As of Oct 24, 2003 the robots.txt file at whitehouse.gov (you can access the current version here or an archived version, here) is 1631 lines long. There are two blank lines between sections, one line (at the very top) that identifies the file, and 8 lines at the very bottom that are instructions to a user-agent called "whsearch" which appears to be the internal whitehouse.gov crawler. The bulk of the file is the section directed to all external search engine robots /crawlers / spiders, which is 1,620 lines long and has 1,620 "Disallow" statements.
There are 862 instances of the term "text" in the file, which is easily explained because whitehouse.gov generally uses directory paths that end in "text" for printable pages -- the pages that are duplicates of the normal display pages except that they are formatted for printing. It's easy to see why the term "text" appears so often in this file, since disallowing these directories helps lessen the "clutter" in search by excluding the essentially duplicate pages.

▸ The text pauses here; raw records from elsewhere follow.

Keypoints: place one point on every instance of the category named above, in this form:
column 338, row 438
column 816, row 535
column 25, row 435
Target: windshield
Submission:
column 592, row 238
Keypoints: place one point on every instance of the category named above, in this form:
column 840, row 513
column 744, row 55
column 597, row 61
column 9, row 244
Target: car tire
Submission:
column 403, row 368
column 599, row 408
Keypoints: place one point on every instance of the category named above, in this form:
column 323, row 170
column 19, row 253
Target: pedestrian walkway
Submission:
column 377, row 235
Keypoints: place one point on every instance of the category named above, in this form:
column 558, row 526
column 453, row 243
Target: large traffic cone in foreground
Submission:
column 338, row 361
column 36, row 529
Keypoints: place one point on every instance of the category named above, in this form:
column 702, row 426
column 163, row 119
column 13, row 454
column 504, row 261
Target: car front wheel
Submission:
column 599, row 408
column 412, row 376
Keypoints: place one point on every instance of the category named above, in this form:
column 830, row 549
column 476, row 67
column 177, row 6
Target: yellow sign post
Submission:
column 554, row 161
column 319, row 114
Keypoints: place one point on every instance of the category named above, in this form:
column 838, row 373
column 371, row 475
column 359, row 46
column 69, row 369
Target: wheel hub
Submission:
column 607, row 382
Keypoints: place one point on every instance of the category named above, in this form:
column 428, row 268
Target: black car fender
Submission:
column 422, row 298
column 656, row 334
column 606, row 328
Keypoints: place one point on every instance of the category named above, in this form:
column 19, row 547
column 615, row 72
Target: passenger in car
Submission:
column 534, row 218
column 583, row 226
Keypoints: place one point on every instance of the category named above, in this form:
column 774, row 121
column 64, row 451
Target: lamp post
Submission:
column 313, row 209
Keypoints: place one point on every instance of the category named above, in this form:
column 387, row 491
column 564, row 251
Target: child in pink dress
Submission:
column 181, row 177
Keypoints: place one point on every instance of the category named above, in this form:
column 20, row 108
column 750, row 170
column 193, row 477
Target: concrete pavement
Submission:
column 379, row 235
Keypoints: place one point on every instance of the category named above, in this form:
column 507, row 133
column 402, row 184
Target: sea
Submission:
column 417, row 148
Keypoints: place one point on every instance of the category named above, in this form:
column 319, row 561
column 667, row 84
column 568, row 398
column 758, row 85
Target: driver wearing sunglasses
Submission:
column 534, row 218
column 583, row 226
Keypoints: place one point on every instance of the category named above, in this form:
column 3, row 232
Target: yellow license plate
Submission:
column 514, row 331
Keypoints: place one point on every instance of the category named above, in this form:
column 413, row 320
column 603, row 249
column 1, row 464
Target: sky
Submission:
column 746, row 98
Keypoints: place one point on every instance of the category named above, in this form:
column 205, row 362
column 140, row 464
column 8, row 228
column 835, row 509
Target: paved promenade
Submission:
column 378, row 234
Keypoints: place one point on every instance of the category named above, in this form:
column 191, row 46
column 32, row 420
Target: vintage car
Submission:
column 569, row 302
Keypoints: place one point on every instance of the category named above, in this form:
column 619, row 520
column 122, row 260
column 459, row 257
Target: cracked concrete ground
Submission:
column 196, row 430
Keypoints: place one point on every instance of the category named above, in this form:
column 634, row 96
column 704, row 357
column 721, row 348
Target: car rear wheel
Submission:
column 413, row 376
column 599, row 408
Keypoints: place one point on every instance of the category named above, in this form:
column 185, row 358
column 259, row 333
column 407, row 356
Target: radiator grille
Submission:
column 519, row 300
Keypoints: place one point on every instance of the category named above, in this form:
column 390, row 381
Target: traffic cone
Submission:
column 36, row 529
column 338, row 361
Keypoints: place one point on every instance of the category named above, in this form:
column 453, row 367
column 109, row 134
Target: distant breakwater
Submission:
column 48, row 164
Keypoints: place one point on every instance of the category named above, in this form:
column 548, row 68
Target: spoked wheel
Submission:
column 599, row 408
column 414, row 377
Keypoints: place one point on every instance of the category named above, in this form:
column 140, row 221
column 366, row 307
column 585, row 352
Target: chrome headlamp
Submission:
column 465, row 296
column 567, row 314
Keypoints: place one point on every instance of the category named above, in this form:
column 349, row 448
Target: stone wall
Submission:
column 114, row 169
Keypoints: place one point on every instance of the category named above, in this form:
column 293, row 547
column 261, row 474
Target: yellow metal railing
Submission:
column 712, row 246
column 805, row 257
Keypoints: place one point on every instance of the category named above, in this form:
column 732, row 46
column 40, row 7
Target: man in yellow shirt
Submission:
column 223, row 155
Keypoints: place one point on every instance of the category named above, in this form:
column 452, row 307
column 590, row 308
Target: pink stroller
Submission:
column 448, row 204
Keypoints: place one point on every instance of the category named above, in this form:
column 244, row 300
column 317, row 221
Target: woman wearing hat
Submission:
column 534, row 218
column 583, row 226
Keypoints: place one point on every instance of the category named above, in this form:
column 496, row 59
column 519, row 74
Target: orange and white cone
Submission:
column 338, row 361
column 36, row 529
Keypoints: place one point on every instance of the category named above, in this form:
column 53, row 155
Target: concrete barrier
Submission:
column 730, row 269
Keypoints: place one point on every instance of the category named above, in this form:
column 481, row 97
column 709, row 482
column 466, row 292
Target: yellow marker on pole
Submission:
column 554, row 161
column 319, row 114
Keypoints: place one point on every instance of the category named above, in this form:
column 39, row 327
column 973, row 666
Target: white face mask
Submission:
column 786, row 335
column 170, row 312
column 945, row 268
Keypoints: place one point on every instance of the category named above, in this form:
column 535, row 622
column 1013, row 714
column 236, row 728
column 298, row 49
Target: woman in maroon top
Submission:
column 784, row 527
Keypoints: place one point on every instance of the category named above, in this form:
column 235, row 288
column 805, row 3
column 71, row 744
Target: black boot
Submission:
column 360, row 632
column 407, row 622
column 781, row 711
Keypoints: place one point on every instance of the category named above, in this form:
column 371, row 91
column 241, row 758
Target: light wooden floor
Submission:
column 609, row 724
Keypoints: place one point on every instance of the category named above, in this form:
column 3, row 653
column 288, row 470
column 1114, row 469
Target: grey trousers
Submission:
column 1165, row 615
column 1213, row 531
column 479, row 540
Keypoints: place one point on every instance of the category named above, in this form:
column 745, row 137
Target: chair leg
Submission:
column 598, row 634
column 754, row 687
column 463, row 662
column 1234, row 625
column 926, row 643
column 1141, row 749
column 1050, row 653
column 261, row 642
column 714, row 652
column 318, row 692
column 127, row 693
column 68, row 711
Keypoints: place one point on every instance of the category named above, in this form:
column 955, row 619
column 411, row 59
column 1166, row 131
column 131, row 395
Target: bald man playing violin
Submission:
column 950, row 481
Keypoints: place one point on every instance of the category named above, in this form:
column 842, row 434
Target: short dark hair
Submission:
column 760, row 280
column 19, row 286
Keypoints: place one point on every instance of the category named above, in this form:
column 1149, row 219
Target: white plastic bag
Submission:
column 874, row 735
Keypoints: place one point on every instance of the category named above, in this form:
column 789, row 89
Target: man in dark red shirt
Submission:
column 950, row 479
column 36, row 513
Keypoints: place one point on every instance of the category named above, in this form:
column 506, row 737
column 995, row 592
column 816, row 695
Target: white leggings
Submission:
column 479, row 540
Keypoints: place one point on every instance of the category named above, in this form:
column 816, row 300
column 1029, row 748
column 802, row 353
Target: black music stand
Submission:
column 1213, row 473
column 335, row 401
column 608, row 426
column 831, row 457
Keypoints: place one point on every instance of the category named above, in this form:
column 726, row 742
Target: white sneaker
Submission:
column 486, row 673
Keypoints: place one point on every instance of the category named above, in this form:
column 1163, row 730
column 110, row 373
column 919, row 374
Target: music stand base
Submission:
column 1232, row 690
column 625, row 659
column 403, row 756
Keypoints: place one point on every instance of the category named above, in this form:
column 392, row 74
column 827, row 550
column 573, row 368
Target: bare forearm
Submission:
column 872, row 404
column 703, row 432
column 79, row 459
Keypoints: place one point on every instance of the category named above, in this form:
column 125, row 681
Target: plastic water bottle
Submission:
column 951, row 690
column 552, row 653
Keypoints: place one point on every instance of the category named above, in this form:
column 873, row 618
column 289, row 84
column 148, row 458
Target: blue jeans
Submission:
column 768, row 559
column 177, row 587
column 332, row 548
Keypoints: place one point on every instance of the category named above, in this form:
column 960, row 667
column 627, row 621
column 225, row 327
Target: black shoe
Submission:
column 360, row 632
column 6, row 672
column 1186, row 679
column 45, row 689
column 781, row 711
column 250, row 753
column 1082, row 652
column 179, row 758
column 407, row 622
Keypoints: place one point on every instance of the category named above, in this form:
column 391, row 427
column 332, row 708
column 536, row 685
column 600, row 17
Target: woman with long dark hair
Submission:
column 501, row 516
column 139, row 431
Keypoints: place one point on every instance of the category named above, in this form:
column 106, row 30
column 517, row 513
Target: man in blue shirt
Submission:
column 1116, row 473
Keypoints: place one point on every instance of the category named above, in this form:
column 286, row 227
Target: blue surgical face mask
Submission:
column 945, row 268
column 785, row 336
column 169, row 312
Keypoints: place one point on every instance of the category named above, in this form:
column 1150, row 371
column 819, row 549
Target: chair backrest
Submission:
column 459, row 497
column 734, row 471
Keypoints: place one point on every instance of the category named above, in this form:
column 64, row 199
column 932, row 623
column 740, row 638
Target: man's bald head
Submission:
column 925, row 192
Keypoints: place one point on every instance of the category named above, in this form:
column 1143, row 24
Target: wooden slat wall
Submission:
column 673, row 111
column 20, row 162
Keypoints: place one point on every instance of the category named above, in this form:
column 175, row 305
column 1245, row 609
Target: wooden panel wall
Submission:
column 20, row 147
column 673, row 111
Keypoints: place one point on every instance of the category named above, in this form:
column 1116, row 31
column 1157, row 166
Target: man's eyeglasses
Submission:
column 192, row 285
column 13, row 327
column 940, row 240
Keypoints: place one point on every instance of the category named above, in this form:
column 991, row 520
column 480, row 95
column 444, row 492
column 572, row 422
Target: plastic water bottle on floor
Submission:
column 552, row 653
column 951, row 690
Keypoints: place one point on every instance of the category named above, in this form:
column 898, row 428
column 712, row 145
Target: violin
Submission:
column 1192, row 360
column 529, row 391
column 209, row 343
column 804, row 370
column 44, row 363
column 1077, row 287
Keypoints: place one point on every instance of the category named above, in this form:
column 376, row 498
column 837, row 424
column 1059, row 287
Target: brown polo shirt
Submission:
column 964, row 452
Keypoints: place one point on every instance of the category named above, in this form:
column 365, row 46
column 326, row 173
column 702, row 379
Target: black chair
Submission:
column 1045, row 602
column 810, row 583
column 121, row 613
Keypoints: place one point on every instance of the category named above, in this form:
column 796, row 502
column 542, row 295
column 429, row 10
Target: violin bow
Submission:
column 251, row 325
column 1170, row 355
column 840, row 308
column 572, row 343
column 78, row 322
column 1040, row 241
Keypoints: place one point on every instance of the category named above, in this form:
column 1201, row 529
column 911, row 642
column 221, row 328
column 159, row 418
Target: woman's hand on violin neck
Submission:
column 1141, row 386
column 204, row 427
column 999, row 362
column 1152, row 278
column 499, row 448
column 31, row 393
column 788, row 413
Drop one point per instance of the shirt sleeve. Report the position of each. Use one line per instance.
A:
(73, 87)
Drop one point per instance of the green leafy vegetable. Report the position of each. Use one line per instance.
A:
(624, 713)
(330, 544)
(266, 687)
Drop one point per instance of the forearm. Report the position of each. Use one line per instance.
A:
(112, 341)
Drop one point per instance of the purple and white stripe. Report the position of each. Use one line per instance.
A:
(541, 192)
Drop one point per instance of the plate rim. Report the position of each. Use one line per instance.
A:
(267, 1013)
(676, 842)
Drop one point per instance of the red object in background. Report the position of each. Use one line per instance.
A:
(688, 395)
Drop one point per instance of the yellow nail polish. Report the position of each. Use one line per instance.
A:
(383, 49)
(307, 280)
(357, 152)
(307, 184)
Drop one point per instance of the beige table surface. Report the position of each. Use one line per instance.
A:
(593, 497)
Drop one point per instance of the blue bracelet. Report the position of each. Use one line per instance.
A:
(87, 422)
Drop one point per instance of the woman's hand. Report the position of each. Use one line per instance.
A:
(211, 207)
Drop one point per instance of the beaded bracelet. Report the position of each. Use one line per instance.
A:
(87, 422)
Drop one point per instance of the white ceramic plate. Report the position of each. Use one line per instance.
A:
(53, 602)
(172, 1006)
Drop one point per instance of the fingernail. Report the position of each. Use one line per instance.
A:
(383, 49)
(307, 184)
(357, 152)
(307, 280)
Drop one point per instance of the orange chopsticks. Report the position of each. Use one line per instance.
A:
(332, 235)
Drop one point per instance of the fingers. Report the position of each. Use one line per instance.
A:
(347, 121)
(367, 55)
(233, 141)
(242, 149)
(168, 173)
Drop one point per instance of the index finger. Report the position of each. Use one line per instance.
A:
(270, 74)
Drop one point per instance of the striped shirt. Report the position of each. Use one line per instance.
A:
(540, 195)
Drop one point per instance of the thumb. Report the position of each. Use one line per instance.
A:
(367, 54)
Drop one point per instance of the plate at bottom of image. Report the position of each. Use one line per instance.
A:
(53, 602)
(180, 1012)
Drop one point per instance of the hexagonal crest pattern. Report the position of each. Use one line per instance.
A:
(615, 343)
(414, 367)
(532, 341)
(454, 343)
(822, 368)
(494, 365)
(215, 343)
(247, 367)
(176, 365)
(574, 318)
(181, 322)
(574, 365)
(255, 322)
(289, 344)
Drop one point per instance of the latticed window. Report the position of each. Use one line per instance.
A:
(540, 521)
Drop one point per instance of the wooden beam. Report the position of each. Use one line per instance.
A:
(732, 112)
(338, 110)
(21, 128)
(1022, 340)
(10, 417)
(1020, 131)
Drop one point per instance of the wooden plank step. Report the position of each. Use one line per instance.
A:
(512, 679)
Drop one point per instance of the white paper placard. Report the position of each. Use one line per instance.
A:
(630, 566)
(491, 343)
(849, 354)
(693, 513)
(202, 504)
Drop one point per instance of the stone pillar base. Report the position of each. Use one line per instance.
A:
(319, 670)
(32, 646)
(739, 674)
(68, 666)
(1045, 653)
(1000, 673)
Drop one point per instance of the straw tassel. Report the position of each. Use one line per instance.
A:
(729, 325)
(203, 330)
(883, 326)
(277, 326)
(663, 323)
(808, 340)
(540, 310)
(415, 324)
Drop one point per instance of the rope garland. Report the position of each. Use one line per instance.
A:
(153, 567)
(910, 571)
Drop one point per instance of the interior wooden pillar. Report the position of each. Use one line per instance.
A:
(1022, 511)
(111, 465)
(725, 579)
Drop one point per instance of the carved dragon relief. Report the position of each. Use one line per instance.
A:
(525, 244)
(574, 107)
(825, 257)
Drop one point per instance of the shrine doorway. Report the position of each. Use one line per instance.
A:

There are 783 instance of the term "iraq" in this file, almost all of them appended to paths that already exist in the file. These appear to have been added haphazardly, since the term appears in many path names for which no such terminal "iraq" directory exists, such as:
Disallow: /holiday/2002/barney/iraq
Disallow: /kids/eggroll/iraq
However, this robots.txt file does exclude external search engine robots from some 75 directories that actually exist on whitehouse.gov.<...>
Google's cache (retrieved from Google on 10/26/03, but actual caching date unspecified) of whitehouse.gov robots.txt. I've archived the cache as it is at this writing here . This file is 1579 lines long, with 754 instances of "iraq."
The most current whitehouse.gov file archived at the Internet Archive is from April 16, 2003. This file is 780 lines long, with only 10 instances of the word "iraq."
Sometime between April 2003 and late October, 2003, hundreds of instances of the term "iraq" were added to the whitehouse.gov robots.txt file.